Monday 23 December 2019

Electromagnetic forces between busbars

In some engineering applications, be it electrical energy transmission, distribution or even in the simple case of use of electrical energy, copper busbars are used in place of cables.



Typically, copper busbars are used when high currents at (relatively) low frequency need to be delivered to some load. Their use is favoured maily by the possibility of having a large conductor section and/or lower stray capacitance compared to an insulated cable. Typically insulation is ensured by air in these cases. The use in the 50/60 Hz AC range is acceptable due to skin depth being about 9 mm @60 Hz.

During the design phase of an electrical system using cables and/or busbars carrying high currents, it may be of interest, for mechanical reasons, to calculate the maximum force acting between two busbars placed near each other. Indeed, when two conductors carry current, due to Lorentz's force, they experience a force acting on them. If we consider two raw copper cables parallel to each other on a given plane and carrying a constant current I, the force acting on them is equal to:

$$F' = \frac{\mu_0}{4 \pi}\frac{I^2}{d}$$

Where
  • $F'$ is the force per unit length [N/m]
  • $\mu_0$ is the magnetic permeability of vacuum [H/m]
  • $I$ is the current flowing in each conductor [A]
  • $d$ is the distance between the conductors [m]
The force will be repulsive or attractive depending on whether the current direction is opposite or the same, respectively.
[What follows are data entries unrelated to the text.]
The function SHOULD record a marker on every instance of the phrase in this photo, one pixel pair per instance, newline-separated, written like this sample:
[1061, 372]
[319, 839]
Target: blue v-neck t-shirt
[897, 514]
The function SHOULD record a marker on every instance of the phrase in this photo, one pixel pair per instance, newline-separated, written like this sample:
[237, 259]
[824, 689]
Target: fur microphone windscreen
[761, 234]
In the general case, the conductor will not necessarily have a circular section, such as in the case of busbars. As a consequence, a corrective coefficient $k$ can be used to take into account the different geometry and obtaining the following formula

$$F' = k \frac{\mu_0}{4 \pi}\frac{I^2}{d}$$

This corrective coefficient depends on the geometry of the conductors and in the case of rectangular section copper bars can be obtained from Dwight's chart



This chart (or similar ones) are usually found in application notes given by manufacturers.
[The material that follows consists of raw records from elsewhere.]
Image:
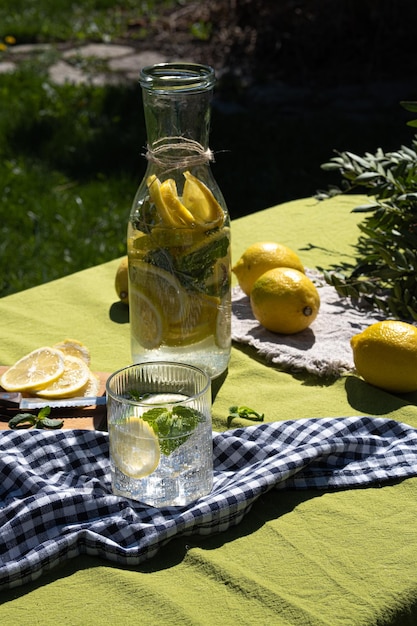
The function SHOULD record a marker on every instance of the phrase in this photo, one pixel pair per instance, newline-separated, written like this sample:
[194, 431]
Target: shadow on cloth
[270, 505]
[373, 401]
[119, 313]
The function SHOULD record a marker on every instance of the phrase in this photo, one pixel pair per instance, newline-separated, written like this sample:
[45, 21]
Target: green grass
[63, 20]
[70, 157]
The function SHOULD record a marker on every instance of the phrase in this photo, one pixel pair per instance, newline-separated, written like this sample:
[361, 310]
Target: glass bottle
[179, 230]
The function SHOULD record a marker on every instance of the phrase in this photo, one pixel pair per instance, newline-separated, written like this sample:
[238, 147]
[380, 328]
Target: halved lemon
[74, 377]
[35, 370]
[74, 347]
[134, 447]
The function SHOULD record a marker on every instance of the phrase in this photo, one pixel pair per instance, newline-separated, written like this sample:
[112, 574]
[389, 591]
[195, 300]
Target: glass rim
[174, 77]
[146, 364]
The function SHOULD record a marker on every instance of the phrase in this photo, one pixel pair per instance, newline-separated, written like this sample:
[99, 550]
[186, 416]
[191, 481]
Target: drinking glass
[160, 433]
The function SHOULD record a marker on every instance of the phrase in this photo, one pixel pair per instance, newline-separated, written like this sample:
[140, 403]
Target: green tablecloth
[299, 557]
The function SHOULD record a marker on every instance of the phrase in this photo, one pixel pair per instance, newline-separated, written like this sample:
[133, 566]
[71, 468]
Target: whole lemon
[385, 355]
[121, 282]
[285, 300]
[261, 257]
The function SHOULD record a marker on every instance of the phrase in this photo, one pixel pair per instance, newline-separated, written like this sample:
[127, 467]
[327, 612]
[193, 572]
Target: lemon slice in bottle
[173, 204]
[134, 447]
[159, 286]
[148, 325]
[75, 376]
[35, 370]
[165, 199]
[200, 201]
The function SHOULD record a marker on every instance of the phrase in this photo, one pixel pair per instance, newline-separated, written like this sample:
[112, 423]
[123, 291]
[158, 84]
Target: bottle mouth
[169, 77]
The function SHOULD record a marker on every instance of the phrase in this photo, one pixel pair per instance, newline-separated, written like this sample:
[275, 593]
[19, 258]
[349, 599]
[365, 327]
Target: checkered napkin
[56, 500]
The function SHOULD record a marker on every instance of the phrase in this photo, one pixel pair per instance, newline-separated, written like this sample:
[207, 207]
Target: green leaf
[173, 427]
The combined use of the formula and the chart allows to calculate the maximum electrodynamic stress that could occur in the system. However, if a better picture of the system is needed, finite element simulation can be used to get an even better picture. In the following, both paths are illustrated.

Consider, for instance, the case presented in the picture below



In this case we have
  • A peak current of 800 A in each copper busbar
  • Width (a) of 6 mm
  • Height (b) of 60 mm
  • Depth (L) into the page of 1000 mm
  • A distance between the centers of the copper busbars of 12 mm
Therefore, following Dwight's chart
  •  b/a = 10
  • d/a = 2
Which leads to k=0.43 and a force of $0.43*2*10^{-7}*\frac{800^2}{0.012}=4.59\frac{N}{m}$.

If a finite element simulation is performed using FEMM, a very close result of 4.63 N/m is obtained.
The result can be obtained by simulating the steady state magnetic field when 800 A circulate on each busbar and then integrating J and B over the busbar surface (note that FEMM gives you a result in N, but by setting a depth of 1000 mm it is possible to obtain the force per unit meter, alternatively you can simply divide by the depth of the busbars).



It may also be of interest to check out the H field from one busbar center to the other (the B field is the same since copper and air have a similar behaviour when it comes to magnetic permeability and B is simply proportional to H through $\mu_0$).




This example was reproduced from [1].

If you are curious and want to learn more on the topic, I suggest you these two readings

[1] M. C. Petrescu, L. Petrescu, Electrodynamic forces between two DC busbars distribution systems conductors, 2016, U.P.B. Sci. Bull., Series C, Vol. 78, Issue 2.

[2] J.P. Thierry, C. Kilindjian, Electrodynamic forces on busbars in LV systems, 1996, E/CT, Cahier Technique Merlin Gerin n° 162/p2.